Why Evergreen is taking over the customers of Rubarb and Vantik

The Leipzig-based start-up is certain that its business model will be more successful than its former competitors.
This month, things went from strength to strength for digital asset manager Evergreen. First, the Leipzig-based company took over the customers of the insolvent savings ETF service provider Rubarb at the beginning of August - just two weeks later, it concluded a similar deal with the equally insolvent fintech Vantik. Within a short space of time, Evergreen gained around 60,000 potential new customers, 40,000 from Rubarb and 20,000 from Vantik. Of course, not all of them will actually switch to Evergreen. "We expect a conversion rate of ten to 20 percent for existing portfolios," says Evergreen CEO Iven Kurz. The company is currently in the middle of this range and is therefore very satisfied.
It is a paradoxical situation: several fintechs have filed for insolvency in recent months, including the crypto administrator Nuri. Financing rounds and start-ups are on the decline and the climate seems to be getting gloomier. And Evergreen? Is buying up strongly. But how sensible is the Leipzig-based company's strategy of acquiring the customers of failed competitors? And how does this affect Evergreen's business model?
Iven Kurz is an atypical fintech founder. Unlike many others, he has been in the financial business for 20 years and has worked as an investment advisor for private banks Metzler and Lampe, among others. He also drew inspiration for his business model from this time. "We see ourselves primarily as a sustainable asset manager," he says. "The digital offerings such as our Robo Advisor are channels through which we bring customers to this offering." He is now opening up another channel with the customer acquisition of Rubarb and Vantik.
Unfortunately, a cooperation did not work out
Kurz does not want to be seen as the beneficiary of other entrepreneurs' misfortune. "We initially approached the founders and the insolvency administrators with an open mind and offered our help," he says. Insolvency does not necessarily lead to the dissolution of the company. "We could also have imagined cooperating with them." However, this was not an option. This is how the customer takeovers came about this month. "That was also in the interests of the founders, as it was important to them that their customers didn't suffer from the insolvency."
Evergreen promises customers who switch providers the same conditions as before. The fact that the fintech works together with DAB-Depotbank, just like Rubarb and Vantik, means that the customer transfer should also work relatively smoothly. "In the end, only the intermediary changes," says Kurz. But how sensible is it to take over conditions from a company that had to file for bankruptcy?

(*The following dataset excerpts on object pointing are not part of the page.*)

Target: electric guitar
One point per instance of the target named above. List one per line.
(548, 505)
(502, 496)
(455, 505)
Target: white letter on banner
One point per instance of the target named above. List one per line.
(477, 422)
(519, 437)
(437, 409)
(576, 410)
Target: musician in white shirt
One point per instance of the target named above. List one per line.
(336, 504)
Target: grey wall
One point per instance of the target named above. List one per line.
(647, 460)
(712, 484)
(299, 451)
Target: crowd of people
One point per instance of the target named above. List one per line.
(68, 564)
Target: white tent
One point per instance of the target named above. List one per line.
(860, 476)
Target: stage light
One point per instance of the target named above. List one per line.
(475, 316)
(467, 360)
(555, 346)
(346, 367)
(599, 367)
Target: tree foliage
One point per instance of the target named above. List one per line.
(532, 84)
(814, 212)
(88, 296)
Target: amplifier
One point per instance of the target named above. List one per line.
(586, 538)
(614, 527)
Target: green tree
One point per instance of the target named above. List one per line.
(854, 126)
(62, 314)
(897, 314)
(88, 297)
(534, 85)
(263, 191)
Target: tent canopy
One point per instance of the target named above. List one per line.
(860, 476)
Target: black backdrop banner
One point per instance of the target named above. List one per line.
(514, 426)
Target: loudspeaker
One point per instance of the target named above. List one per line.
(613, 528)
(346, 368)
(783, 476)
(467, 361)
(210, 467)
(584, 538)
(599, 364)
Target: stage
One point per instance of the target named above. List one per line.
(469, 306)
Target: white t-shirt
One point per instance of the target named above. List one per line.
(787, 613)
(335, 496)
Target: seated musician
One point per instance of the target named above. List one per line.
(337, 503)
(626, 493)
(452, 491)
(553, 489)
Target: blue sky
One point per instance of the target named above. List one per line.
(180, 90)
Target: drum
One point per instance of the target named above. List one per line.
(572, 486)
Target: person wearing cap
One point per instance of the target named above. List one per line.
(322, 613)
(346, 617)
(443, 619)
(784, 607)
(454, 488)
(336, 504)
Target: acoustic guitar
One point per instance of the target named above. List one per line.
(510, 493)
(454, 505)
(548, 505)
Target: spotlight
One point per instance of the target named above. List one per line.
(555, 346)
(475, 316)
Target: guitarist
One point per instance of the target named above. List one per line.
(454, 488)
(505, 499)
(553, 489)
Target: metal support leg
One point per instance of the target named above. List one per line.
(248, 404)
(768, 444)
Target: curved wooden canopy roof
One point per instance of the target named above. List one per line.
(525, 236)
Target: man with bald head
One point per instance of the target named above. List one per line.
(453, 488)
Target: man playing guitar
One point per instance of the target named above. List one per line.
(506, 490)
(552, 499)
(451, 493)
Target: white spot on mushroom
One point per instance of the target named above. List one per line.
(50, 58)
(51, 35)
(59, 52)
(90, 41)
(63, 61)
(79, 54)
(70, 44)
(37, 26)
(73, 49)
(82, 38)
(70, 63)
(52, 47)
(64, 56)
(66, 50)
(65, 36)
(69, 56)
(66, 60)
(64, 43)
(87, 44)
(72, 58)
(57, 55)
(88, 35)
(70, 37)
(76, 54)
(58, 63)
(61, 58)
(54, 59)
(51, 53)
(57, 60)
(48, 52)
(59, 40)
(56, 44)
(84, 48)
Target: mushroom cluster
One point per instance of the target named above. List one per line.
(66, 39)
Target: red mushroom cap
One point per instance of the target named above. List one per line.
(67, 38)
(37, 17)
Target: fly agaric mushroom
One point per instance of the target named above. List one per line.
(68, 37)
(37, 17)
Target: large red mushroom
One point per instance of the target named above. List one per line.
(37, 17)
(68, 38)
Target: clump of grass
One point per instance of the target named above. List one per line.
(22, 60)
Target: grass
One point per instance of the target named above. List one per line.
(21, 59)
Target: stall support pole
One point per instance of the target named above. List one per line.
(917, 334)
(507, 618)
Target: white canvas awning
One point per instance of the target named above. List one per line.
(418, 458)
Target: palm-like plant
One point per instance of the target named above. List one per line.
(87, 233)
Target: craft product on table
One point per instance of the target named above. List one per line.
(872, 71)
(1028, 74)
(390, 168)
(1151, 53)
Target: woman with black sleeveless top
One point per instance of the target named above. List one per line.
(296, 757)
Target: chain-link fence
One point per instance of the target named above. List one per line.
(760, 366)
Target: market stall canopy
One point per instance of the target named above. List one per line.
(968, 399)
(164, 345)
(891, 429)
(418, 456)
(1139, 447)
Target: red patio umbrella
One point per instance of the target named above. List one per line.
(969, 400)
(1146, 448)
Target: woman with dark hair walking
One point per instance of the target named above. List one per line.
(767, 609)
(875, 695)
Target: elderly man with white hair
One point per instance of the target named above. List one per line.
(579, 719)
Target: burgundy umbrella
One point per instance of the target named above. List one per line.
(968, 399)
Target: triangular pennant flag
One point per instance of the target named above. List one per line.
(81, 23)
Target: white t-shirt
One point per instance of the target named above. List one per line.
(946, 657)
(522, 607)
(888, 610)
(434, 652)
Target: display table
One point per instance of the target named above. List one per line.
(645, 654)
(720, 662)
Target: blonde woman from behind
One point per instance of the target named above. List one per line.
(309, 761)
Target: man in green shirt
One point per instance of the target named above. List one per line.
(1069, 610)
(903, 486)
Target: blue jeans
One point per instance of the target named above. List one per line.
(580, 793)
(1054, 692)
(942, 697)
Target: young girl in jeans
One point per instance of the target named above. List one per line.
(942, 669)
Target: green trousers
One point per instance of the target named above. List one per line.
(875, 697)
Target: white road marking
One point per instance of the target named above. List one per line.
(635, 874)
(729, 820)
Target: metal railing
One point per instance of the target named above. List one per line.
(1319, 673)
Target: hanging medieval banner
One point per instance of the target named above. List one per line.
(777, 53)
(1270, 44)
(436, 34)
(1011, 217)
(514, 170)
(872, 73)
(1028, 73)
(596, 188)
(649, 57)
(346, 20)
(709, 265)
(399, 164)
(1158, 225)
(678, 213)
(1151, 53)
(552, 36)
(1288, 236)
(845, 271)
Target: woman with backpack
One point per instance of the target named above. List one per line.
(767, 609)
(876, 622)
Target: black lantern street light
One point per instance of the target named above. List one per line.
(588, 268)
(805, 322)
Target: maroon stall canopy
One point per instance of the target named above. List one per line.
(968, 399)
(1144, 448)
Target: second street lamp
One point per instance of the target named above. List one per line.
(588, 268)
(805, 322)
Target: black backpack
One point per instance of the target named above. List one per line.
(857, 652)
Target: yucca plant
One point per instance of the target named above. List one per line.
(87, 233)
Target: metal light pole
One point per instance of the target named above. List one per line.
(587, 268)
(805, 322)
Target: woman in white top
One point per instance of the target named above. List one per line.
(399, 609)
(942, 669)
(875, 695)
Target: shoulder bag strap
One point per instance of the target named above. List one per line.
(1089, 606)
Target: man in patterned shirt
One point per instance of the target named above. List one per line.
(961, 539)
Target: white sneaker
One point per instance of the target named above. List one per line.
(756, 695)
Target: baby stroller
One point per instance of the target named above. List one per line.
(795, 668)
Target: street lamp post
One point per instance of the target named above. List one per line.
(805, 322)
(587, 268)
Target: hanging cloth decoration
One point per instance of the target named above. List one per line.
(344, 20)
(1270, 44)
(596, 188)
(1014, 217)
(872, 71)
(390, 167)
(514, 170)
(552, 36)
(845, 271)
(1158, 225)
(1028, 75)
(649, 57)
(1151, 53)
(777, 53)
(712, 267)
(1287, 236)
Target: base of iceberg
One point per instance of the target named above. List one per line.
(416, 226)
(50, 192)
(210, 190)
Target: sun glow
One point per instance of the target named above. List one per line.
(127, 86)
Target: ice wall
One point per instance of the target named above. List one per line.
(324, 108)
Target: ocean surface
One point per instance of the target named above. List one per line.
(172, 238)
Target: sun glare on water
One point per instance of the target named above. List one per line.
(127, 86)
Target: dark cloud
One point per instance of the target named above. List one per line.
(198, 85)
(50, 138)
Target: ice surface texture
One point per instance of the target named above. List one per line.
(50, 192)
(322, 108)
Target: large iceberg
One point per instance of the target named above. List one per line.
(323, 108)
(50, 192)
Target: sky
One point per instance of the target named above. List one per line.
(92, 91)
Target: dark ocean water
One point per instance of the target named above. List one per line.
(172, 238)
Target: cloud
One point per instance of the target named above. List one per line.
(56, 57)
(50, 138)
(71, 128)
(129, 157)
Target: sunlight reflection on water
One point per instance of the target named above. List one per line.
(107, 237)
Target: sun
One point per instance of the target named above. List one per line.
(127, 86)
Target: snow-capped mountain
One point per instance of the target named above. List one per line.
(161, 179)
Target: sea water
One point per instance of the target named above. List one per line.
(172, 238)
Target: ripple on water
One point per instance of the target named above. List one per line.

"At Vantik, there was no match between the classic savings plans and the savings card," says Kurz. And there was simply no monetization at Rubarb. "Rubarb covered the custody account costs and offered ETFs. Unfortunately, there are usually no kickbacks for these," he says.
How Evergreen earns money
Added to this is the generally difficult situation in the investment market. "For me, it's currently déjà vu, I'm thinking of the time of the Neuer Markt," says Kurz. Back then, many people quickly turned away from shares in the face of the crisis. But he also hopes for a kind of cleansing. "Much of what has gone under the heading of "equity culture" in recent years has had more to do with a casino than wealth accumulation," he says. It's more of a boring business. But one in which Evergreen could make good money.
After all, the Saxons are pursuing a fundamentally different approach. The Vantik card business was not taken over, it went to Vivid Money. And the monetization problems with Rubarb? "We don't have any with our products," says Kurz confidently. Evergreen sells its own funds, for which the fintech retains a fee. This is higher than the custody account fees charged by DAB Bank, which Evergreen pays just like Vantik and Rubarb. "Thanks to this spread, we earn money from every customer," explains Kurz.
This is a good thing, as it is becoming increasingly apparent that scaling is not that easy, especially with robo-advisor offerings. In the US, Wealthfront and Personal Capital had two exits at the beginning of the year that fell short of expectations. One of the main reasons for this is that robo advisors find it difficult to become profitable with the help of pure fees. They cannot charge rates that are too high, and some strategies that simply combine various ETFs are too simple. However, it is difficult to become profitable on the basis of fees of 25 basis points; a large customer base is required. Few providers manage this balancing act. Also because it is relatively easy for established names to steal customers away from them. The major bank JP Morgan Chase, for example, now manages 55 billion US dollars with its You Invest platform. According to the CEO, this was achieved more or less without any marketing.
Evergreen's plan to earn money through fund management rather than fees could be a good way out of the robo-dilemma. Especially because the market environment could become more uncomfortable in the coming months and years.